Another thing that jumps to mind about what I’ve learned is the stories that condition tells me. I listened to these nonsense stories for years. But since starting my recovery journey, I have caught condition out several times as a manipulative liar. Telling me that my cousins didn’t really want me to go on holidays with them when they asked me, they were just being nice. Turned out they were more disappointed than I was when it didn’t work out.
When my friend didn’t text me back after a night out, it was because I had done something and she was disgusted with me. The reality was she had a family emergency. It was nothing to do with me. Surprise surprise!
These are just two examples. What I need to do now is remember them and put them in my Book of Evidence for next time condition comes calling and telling me stories.
I remember going to groups and sessions with massive issues that I wanted answers to. The main ones were usually value of thinness and all that goes with it, and germ fears. I remember getting very simple suggestions in reply and being frustrated. Things like trust, patience, look at the palm tree. Surely this couldn’t work? I was already trying to practise those things and it didn’t seem to be making the huge difference that I wanted. Is there not something else? The big light bulb suggestion that I had been hoping for wasn’t forthcoming. Despite my disappointment, I continued to practise the suggested things. Sometimes more successfully than others. I went to group and sessions, I journalled, I wrote notes, I followed the nutritional advice, the movement advice, I challenged my fears and reassured myself, I practised gentleness and kindness to myself instead of my old habit of giving out to myself.
Things were slow for what seemed like a very long time. But now things are just falling into place and everything seems to be coming together. Every day, another piece of the jigsaw seems to be resolved. And it doesn’t require nearly as much effort as it once did. I think it’s because I have practised using the tools several times, that it’s coming more naturally to me now. Many fears that were huge for me to challenge only a short time back, are second nature to me now and don’t cost me a thought. I am using this to tackle the remaining few.
One thing I found invaluable in challenging my fears was Just Do It. Instead of putting them on the long finger, which I was doing, I thought there was no point putting them off any more. So I got brave and just did it. A huge tool for me at these times was visualisation. I spent time beforehand focusing and visualising myself doing whatever it was I had challenged myself with. I kept repeating the affirmations I would use. So when it came to actually doing it and challenging the fear, it was as if I already had it conquered and it was just a case of going through the motions.

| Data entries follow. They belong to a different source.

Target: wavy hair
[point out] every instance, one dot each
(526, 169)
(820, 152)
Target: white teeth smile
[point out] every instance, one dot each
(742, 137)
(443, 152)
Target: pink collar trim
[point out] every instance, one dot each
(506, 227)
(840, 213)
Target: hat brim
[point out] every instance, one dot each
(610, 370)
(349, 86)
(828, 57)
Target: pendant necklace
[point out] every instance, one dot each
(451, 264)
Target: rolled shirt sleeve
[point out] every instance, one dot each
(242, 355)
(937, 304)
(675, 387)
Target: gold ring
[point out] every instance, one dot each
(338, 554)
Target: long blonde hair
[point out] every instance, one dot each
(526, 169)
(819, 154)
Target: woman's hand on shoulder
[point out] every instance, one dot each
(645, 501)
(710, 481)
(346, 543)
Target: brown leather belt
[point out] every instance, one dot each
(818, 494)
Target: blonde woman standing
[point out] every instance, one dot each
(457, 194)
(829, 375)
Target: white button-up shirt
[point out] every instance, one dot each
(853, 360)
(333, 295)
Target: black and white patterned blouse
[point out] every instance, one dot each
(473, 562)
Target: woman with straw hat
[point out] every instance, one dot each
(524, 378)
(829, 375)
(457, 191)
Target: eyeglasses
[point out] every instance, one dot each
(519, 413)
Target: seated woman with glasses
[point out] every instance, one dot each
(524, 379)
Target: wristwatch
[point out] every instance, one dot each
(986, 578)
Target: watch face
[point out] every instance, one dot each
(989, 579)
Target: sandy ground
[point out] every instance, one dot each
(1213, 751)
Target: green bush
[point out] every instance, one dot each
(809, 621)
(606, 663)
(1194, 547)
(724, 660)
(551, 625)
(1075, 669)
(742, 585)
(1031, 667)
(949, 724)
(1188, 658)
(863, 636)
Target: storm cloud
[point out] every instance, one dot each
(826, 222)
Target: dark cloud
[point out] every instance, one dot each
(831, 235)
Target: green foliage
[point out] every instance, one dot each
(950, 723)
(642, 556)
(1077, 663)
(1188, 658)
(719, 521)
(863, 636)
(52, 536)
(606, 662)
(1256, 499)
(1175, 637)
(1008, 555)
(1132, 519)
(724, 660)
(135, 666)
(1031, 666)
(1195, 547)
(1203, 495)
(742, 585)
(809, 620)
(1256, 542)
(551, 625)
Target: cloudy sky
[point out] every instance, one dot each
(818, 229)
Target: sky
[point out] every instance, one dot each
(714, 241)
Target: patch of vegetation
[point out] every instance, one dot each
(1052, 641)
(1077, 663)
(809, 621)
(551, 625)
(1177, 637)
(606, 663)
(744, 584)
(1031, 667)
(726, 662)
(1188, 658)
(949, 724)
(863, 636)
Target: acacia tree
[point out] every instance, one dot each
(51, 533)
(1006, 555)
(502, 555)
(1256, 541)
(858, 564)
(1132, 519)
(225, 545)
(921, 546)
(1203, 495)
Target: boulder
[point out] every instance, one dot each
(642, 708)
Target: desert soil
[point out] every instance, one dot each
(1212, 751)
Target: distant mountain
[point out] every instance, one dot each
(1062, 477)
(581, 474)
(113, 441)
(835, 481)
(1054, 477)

Another thing I realised I need to drop is overanalysing and overthinking my journey and when I’ll be fully recovered and fully free. When I start that, I lose focus. Now I am trusting that I’ll get there in the not-too-distant future, and enjoying the moment. The ‘when wills’ have lost importance for me. I might as well enjoy the journey for what it is – a very, very exciting part of my life. A journey that I am so grateful and privileged to be on. I am now able to appreciate and enjoy life like I never was before, thanks to recovery.
Looking back, I remember my practitioners telling me that my body would settle and things would work out and that I would look back and have no regrets about the things in my past I felt shame about, but that I would see them as interesting chapters in my colourful life. And while I didn’t think they were lying to me, there was that bit of me that was doubtful and didn’t fully believe them that it would happen to me. I am so happy to say that it is all coming true. Some small things remain, so for the remainder of my journey and for the bits that remain, I will have patience and trust and enjoy it, in the knowledge that it will happen. Because I have evidence that this works. Full stop.